Une semaine avant Noël, que peut-on souhaiter pour les enfants ? Évidemment, c’est la fête des cadeaux, de la magie, de la lumière. Mais il faut surtout leur donner de l’espoir pour vivre mieux en tant que jeunes, et leur donner de quoi forger leur avenir ainsi que celui de la planète.

Pour les petits Mauriciens, on attend avec impatience trois gros cadeaux sous forme de lois pour mieux les protéger partout où ils se trouvent, à la maison, à l’école et dans les lieux publics. Ces cadeaux ne viendront pas préemballés dans du papier coloré, puisqu’on les connaît déjà. Ils ne viendront pas non plus par la cheminée, mais par un moyen tout simple qui s’appelle une promulgation. Ces lois ont été votées il y a un an déjà, mais leur contenu n’a aucune force sans cette petite procédure tant attendue. Nous espérons que nous n’attendrons pas longtemps.

Qu’est-ce qui changera pour chaque petit Mauricien ? Deux principes fondamentaux sont issus de la Convention relative aux droits de l’enfant (CDE) de 1989. La non-discrimination et l’intérêt supérieur de l’enfant sont les piliers de la CDE et ils apparaissent clairement dans le Children’s Act 2020.

On entend par enfant toute personne de moins de 18 ans. Jusqu’à maintenant, si un jeune de 16 ans se marie, il est émancipé et n’est donc plus considéré comme un enfant. En réalité, cela ne s’appliquait bien sûr qu’aux filles – souvent à cause du fait qu’elles peuvent tomber enceintes.

Même une petite fille de neuf ou dix ans peut aussi être enceinte. Il y a trop de grossesses précoces, alors qu’on ne devrait pas ignorer ce que cela coûte à ces jeunes en termes d’atteinte à leur santé reproductive. Souvent, elles sont déscolarisées et ont par la suite beaucoup de mal à reprendre leurs études. Clairement, les lois ne seront pas suffisantes pour protéger toutes ces filles mal encadrées qui se font piéger. Il faut une campagne continue pour informer les jeunes au sujet de leur sexualité afin qu’ils soient plus responsables. L’école a un rôle primordial à jouer sur ce point.

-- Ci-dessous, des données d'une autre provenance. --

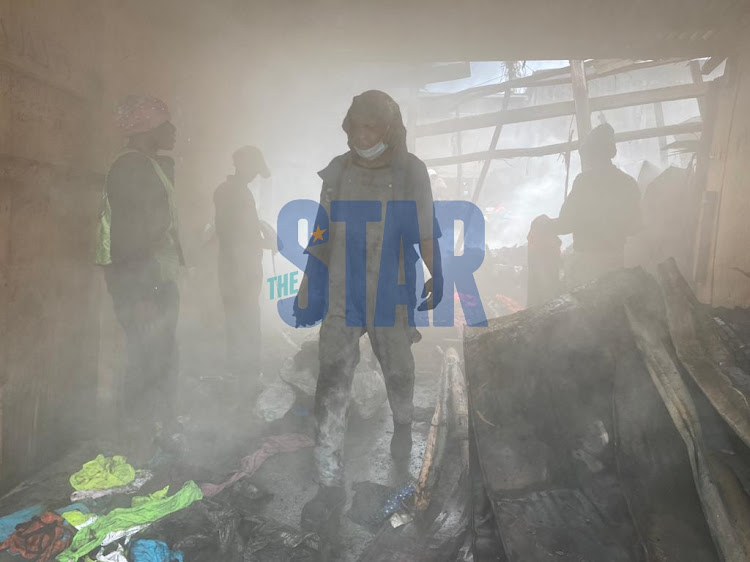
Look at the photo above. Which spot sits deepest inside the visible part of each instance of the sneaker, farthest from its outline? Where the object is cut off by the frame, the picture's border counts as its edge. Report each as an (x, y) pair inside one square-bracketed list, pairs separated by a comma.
[(401, 441), (322, 513)]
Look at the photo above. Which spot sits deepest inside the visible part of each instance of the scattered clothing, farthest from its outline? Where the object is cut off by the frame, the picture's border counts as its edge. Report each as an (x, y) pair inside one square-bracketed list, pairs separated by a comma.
[(123, 519), (39, 539), (123, 535), (79, 519), (287, 443), (115, 556), (204, 532), (145, 550), (9, 522), (103, 473), (141, 477), (138, 501)]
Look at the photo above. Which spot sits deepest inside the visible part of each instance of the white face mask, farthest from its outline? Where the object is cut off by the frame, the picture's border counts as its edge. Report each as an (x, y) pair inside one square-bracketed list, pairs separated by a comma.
[(373, 152)]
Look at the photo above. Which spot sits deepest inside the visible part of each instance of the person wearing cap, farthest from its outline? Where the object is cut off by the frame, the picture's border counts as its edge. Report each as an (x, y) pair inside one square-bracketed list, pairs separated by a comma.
[(139, 245), (377, 168), (242, 238), (601, 211)]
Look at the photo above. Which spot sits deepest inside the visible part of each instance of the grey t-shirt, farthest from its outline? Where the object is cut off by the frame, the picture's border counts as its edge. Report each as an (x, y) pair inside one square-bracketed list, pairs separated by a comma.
[(364, 184)]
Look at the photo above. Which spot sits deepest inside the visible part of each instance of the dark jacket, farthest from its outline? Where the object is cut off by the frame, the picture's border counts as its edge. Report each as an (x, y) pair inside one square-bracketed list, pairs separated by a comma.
[(141, 217)]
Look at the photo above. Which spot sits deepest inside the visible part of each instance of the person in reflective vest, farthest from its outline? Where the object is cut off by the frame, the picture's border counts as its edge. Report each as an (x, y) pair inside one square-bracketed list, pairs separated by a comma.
[(138, 244)]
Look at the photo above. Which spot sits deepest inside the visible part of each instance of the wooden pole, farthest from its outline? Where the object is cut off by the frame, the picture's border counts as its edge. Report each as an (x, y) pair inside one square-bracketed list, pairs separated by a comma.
[(581, 98), (561, 148), (458, 149), (562, 109), (695, 72), (663, 156), (493, 144)]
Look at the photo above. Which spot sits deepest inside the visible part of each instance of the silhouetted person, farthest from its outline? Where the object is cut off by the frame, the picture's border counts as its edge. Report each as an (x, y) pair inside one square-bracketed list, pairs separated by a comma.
[(241, 246), (377, 167), (140, 246), (602, 210)]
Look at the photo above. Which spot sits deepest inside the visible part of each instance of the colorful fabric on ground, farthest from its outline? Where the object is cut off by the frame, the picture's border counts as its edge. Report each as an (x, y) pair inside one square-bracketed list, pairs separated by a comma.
[(123, 535), (137, 501), (287, 443), (9, 522), (39, 539), (122, 519), (141, 477), (116, 556), (144, 550), (103, 473), (79, 519)]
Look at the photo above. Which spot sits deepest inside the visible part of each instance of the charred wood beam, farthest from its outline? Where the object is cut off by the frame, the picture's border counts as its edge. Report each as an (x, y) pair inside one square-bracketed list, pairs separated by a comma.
[(544, 78), (550, 149), (703, 353), (580, 98), (724, 502), (695, 73), (561, 109)]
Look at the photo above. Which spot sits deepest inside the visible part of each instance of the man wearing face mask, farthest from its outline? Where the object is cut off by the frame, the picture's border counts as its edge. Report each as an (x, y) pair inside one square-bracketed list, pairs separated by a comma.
[(138, 242), (377, 167), (241, 244)]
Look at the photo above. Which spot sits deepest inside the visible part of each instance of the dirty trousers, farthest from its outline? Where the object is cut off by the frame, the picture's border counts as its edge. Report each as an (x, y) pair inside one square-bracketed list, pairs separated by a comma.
[(148, 316), (339, 356)]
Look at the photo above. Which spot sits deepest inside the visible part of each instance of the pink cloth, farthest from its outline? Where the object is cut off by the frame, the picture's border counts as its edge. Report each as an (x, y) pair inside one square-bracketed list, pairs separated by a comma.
[(138, 114), (287, 443)]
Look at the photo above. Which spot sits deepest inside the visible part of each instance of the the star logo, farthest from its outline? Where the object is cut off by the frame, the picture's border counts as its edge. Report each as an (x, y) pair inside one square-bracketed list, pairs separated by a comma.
[(318, 234)]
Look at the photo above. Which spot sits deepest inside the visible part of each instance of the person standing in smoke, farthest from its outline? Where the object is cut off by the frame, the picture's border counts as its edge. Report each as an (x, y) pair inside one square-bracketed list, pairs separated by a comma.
[(241, 243), (139, 243), (602, 210), (378, 168)]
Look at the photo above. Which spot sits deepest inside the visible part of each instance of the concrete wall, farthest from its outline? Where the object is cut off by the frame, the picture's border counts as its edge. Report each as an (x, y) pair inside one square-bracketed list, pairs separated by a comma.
[(724, 233), (63, 65)]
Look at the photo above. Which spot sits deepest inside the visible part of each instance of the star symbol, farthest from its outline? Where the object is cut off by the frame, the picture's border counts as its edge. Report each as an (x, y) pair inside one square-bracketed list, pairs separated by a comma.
[(318, 234)]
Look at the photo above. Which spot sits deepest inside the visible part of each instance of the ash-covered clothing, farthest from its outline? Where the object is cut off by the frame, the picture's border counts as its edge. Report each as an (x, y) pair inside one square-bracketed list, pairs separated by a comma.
[(144, 234), (148, 390), (406, 179), (240, 273), (602, 211), (146, 256)]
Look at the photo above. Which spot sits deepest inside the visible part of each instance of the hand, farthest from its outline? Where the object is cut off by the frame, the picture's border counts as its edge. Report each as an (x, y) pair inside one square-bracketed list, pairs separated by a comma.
[(310, 315), (433, 292)]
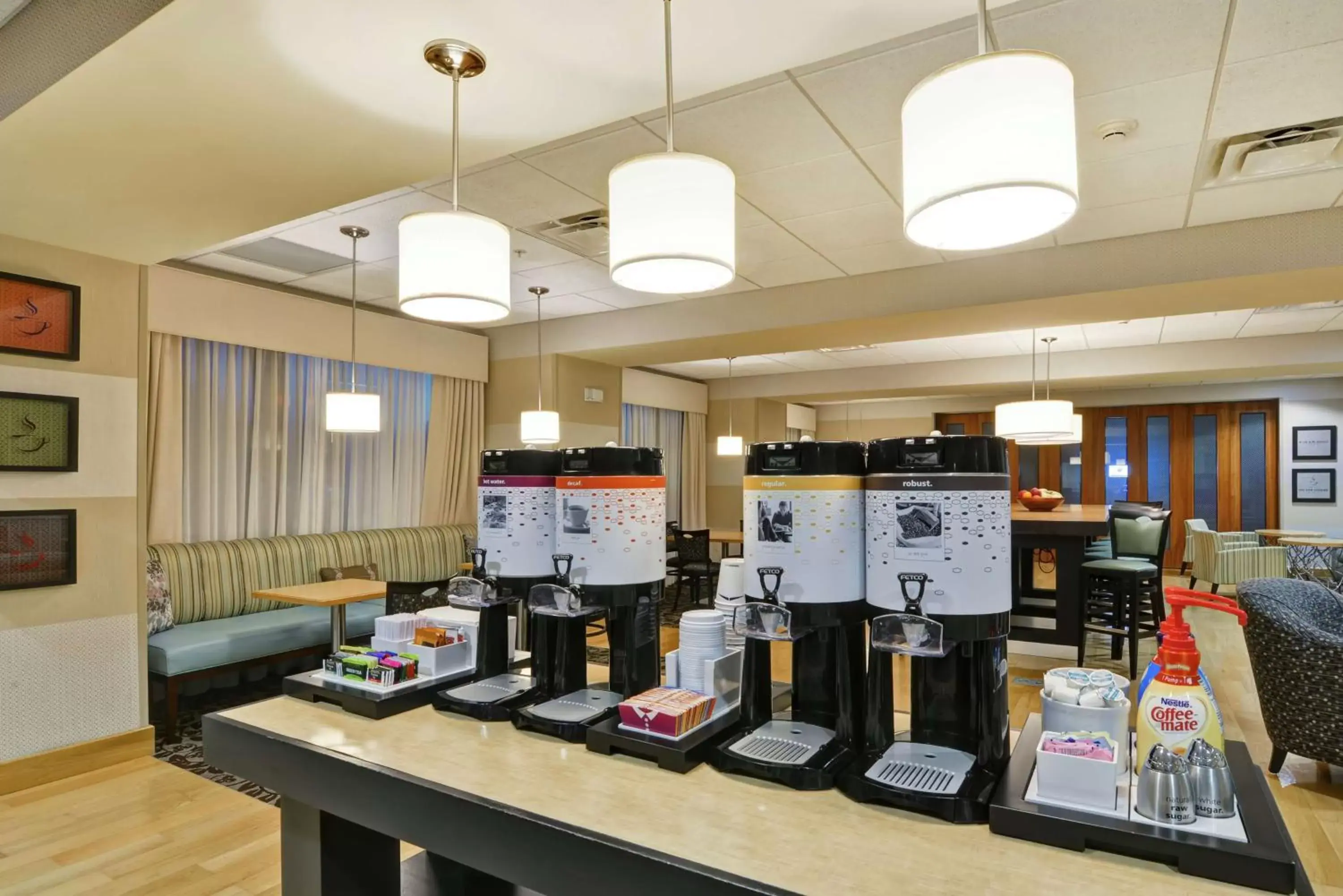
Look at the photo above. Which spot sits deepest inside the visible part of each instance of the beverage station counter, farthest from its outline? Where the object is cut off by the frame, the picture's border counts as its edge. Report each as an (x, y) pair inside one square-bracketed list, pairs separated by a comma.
[(556, 819)]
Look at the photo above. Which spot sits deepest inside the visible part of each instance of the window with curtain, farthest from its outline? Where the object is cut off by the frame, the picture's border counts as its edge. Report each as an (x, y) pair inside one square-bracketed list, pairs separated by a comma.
[(257, 459), (657, 427)]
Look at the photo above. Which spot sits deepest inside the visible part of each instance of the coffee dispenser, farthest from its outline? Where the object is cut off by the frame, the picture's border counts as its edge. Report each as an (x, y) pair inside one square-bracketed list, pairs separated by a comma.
[(805, 584), (612, 542), (516, 541), (939, 588)]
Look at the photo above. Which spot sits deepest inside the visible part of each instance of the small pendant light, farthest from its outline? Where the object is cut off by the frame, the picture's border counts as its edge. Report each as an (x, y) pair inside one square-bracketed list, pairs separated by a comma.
[(454, 265), (673, 215), (354, 411), (1035, 422), (730, 445), (539, 426), (990, 149)]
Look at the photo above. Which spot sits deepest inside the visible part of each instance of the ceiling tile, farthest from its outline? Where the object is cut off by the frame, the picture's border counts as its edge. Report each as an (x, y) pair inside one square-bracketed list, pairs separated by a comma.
[(1192, 328), (812, 187), (887, 163), (1118, 45), (1275, 196), (861, 226), (1129, 179), (571, 277), (757, 131), (1291, 321), (375, 281), (538, 253), (621, 297), (518, 195), (587, 164), (244, 268), (1110, 222), (381, 219), (1266, 27), (798, 269), (1169, 113), (1146, 331), (863, 98), (898, 253), (1279, 90)]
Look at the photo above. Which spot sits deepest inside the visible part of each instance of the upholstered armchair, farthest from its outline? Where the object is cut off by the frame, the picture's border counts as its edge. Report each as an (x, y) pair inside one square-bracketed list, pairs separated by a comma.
[(1248, 539), (1295, 636), (1221, 562)]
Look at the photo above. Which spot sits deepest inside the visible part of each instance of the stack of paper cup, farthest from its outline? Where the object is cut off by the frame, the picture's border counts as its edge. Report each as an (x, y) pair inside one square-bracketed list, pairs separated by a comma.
[(703, 639), (731, 596)]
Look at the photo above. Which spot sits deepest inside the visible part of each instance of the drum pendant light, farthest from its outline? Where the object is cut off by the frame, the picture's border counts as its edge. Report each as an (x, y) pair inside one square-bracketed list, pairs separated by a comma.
[(730, 445), (354, 411), (673, 215), (539, 426), (454, 266), (990, 149), (1035, 422)]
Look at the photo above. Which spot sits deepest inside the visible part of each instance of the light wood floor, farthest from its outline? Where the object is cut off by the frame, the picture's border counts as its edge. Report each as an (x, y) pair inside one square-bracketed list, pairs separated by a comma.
[(148, 829)]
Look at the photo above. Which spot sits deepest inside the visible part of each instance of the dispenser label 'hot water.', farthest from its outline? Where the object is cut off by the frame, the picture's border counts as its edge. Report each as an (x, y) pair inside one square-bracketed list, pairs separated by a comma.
[(813, 527), (953, 527)]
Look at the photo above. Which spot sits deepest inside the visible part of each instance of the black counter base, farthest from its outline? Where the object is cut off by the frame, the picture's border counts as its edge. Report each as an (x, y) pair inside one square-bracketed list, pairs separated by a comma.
[(683, 755), (1267, 862)]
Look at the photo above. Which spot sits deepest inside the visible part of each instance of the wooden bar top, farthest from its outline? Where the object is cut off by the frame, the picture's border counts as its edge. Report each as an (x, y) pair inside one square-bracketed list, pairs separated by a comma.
[(805, 843), (327, 594)]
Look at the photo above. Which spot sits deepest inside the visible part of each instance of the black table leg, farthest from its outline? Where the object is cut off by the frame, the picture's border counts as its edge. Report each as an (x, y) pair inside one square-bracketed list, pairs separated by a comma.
[(323, 855)]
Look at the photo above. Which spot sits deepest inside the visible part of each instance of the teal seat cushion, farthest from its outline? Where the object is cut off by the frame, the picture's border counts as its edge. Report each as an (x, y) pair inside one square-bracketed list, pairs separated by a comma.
[(253, 636), (1141, 567)]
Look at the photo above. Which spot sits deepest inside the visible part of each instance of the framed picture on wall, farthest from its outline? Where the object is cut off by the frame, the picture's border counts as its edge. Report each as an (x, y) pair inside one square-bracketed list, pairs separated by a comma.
[(39, 317), (1315, 442), (1313, 487), (37, 549), (39, 433)]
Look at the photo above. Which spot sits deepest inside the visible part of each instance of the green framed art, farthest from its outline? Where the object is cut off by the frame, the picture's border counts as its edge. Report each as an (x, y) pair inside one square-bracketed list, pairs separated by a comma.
[(39, 433)]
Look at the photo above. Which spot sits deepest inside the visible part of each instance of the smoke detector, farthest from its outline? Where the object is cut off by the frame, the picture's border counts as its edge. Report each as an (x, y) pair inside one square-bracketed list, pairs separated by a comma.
[(1116, 132)]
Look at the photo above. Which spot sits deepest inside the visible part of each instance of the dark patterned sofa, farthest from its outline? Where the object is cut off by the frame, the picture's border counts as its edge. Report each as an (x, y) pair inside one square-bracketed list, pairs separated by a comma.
[(1295, 637)]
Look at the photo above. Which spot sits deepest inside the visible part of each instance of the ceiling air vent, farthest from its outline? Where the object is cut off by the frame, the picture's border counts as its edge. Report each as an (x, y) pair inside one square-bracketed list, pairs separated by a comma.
[(1280, 154), (587, 234)]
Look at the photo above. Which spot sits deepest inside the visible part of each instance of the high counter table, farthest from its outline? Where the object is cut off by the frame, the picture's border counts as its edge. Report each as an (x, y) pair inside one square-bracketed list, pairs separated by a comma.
[(485, 800)]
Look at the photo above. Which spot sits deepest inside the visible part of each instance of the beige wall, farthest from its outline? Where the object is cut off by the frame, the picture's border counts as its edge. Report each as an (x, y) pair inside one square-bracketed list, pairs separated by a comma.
[(190, 304), (90, 633), (512, 390)]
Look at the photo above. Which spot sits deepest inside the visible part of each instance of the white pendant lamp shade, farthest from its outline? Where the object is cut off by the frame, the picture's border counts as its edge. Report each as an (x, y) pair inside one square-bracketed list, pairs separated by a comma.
[(540, 427), (1035, 421), (354, 413), (730, 446), (673, 223), (454, 266), (990, 152)]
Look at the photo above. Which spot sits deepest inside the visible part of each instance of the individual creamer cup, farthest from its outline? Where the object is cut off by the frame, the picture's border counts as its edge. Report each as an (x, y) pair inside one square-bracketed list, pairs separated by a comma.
[(1102, 679)]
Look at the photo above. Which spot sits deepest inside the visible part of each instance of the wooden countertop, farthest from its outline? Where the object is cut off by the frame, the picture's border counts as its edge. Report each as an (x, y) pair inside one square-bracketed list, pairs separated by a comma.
[(805, 843), (327, 594)]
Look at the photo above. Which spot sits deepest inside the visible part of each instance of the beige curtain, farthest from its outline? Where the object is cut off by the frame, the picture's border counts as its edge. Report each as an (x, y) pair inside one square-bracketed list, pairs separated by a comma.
[(693, 475), (456, 441), (163, 439)]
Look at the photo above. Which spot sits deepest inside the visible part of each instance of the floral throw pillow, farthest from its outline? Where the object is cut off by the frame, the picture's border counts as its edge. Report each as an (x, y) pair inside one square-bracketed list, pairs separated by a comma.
[(158, 598)]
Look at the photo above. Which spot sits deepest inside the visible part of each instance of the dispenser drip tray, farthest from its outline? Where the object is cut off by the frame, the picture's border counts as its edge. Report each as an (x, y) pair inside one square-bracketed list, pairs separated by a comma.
[(578, 707), (786, 743), (922, 769), (493, 690)]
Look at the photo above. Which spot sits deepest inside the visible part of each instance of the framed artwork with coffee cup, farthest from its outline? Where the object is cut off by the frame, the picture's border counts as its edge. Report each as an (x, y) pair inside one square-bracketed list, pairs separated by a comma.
[(1315, 442), (39, 317), (39, 433), (37, 549)]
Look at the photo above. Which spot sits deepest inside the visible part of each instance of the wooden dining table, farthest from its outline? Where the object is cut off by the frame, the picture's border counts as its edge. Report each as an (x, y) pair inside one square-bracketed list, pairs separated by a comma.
[(1041, 616)]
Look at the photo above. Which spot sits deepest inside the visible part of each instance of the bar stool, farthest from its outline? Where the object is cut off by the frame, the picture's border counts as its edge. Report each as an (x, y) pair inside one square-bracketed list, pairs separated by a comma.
[(1122, 597)]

Plus personne ne pourra plus obliger un enfant à se marier, civilement ou religieusement. Même le concubinage sera interdit. Jusqu’ici, le Code pénal interdisait toute relation sexuelle avec un enfant de moins de 16 ans. Dorénavant, aucune activité sexuelle n’est autorisée avant 16 ans. Mais la loi est très floue sur ce point. Les jeunes sont perdus. Qu’ont-ils le droit de faire ? Jusqu’où peuvent-ils aller ? Il faudra continuer à se pencher sur ce genre de problèmes en faisant adopter un Sexual Offences Act qui définira avec précision ce qui est acceptable juridiquement. Mais la nouvelle loi met bien l’accent sur les crimes sexuels, le child grooming et la prostitution infantile.

Deux points forts de cette loi concernent la violence contre les enfants, qui peut les affecter durant leur enfance, mais aussi laisser des traces dans leur vie d’adulte.

Il s’agit de l’interdiction des châtiments corporels ou des humiliations visant à corriger les enfants. Là, on vise les parents, les enseignants, les moniteurs, les travailleurs sociaux etc. qui croient souvent que la seule façon de discipliner un enfant est de le punir de manière violente et de le rabaisser.

Ils devront désormais s’habituer à la discipline positive qu’on peut appliquer même à un nourrisson, qui doit apprendre ce qu’il a le droit de faire ou pas. Depuis longtemps, des pédagogues et des psychologues travaillent en effet sur une forme d’éducation non violente qui permet à l’enfant de s’épanouir et de comprendre qu’il faut respecter l’autre.   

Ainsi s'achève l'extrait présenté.